Glavine has always taken a back seat to the great power pitchers of the era. Randy Johnson, Roger Clemens, Pedro Martinez and even Curt Schilling were piling up strikeouts and headlines, but Glavine's career numbers prove that he belonged in the discussion all along. He may also be the answer to the trivia question of who was the last pitcher to win 300 games. Baseball made a shift away from the four man rotation in the eighties, meaning that a starting pitcher has few opportunities to win games. A starter in the days of the four man rotation would get approximately 40 starts a year, but today's starters can only expect around 34. Over a 15 year career, that equates to 90 starts. A starting pitcher today is at a huge disadvantage in an attempt to win 300 games. A very good pitcher will win approximately 50% of their starts, which translates to an additional 60 wins or so over a 20 year career for a very good pitcher in a four man rotation. Also given the huge investment that teams make in their pitching, trips to the DL for relatively minor injuries are more likely than they used to be.

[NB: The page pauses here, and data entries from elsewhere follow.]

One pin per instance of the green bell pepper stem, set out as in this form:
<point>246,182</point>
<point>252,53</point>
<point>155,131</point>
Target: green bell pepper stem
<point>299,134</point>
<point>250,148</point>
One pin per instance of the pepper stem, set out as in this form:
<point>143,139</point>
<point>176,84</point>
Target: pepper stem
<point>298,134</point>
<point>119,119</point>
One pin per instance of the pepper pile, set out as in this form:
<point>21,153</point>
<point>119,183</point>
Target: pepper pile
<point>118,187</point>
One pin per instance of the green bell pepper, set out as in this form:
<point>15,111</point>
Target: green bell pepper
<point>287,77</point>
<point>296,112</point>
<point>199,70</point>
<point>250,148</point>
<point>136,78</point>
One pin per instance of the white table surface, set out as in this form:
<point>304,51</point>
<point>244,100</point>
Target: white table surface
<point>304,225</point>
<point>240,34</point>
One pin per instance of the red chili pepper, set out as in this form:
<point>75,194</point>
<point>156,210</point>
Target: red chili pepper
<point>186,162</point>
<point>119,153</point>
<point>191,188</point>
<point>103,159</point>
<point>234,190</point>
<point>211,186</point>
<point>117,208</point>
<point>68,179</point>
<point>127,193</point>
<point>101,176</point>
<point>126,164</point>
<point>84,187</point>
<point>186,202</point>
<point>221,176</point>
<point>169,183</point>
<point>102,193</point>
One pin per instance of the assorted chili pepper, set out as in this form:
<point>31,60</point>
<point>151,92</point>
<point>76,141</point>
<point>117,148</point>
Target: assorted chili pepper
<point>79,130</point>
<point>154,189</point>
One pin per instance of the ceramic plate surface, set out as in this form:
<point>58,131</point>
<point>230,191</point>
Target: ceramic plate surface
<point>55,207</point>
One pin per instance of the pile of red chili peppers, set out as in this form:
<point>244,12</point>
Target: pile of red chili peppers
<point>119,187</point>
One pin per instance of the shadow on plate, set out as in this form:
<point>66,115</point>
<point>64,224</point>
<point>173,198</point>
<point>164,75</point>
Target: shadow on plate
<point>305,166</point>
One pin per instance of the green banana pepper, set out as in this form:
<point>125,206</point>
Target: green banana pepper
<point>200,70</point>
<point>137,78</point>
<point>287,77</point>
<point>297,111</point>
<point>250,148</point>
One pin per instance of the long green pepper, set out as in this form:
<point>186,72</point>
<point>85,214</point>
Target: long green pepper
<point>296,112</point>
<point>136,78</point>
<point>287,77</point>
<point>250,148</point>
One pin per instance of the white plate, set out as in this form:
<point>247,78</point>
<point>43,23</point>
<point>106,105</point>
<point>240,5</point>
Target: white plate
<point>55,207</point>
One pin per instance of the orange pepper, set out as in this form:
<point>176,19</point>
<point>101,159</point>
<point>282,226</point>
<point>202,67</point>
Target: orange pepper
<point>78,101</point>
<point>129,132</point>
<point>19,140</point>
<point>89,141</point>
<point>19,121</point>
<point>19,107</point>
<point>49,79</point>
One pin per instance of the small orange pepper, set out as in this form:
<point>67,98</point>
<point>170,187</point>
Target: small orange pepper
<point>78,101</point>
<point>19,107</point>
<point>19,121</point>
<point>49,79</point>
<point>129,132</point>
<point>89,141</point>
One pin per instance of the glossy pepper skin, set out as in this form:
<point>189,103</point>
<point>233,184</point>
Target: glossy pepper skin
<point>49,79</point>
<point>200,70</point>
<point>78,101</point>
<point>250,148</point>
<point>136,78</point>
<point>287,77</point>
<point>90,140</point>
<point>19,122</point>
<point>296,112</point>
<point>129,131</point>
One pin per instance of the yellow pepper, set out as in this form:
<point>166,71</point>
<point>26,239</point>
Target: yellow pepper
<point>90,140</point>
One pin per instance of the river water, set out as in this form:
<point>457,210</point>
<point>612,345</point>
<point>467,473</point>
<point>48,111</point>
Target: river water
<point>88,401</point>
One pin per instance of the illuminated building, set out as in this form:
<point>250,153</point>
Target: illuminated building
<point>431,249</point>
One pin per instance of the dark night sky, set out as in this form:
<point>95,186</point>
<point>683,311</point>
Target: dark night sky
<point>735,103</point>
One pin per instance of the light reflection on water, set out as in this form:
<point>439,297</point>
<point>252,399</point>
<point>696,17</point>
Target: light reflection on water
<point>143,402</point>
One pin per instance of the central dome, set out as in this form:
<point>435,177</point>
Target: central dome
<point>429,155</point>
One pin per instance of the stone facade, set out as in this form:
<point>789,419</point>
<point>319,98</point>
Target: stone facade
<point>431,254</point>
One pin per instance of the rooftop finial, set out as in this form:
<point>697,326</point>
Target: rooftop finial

Randy Johnson is next in line to win 300 games (he currently sits at 284), but he just had his second back surgery in as many seasons and he would be 44 by the time he is able to pitch again. At this point, it's unclear as to whether he will ever pitch again. Mike Mussina won his 246th game yesterday, but he is 38 and is clearly on the downside of his career. It remains to be seen whether he can maintain his average of 15 wins a season for four more season. I would place his odds of reaching 300 somewhere between slim and none. After Mussina, there doesn't appear to be anyone capable of making a run at 300. Pedro Martinez would have had a chance but injuries appear to have taken that chance away. He has 206 wins and is only 35, but has lost significant parts of three seasons. He has yet to pitch this year and no one knows how he will rebound after this latest arm injury. He would have to average about 16 wins for the next 6 seasons to reach the magic number.

So I offer my congratulations to Tom Glavine. He may not have gotten much press, after all his career hasn't been marked by controversy or scandal. His calling cards have always been consistency and excellence and those aren't exactly the things that make headlines. Glavine never sought the spotlight. He has just gone about doing his job and doing it better than almost anyone. I'll give him his due and dub him Tom Terrific, at least for today. We literally may never see his like again.



Blogger stopmikelupica said...

I would put Johan Santana as a possibility. He got a late start in his career, and is now 28, but if he averages about 15 wins for the next 10 years (very reasonable), then he'll be sitting at 250 at age 38 (like Mussina). If he's able to stay healthy and pitch strong even at that age (like Clemens), he could top 300.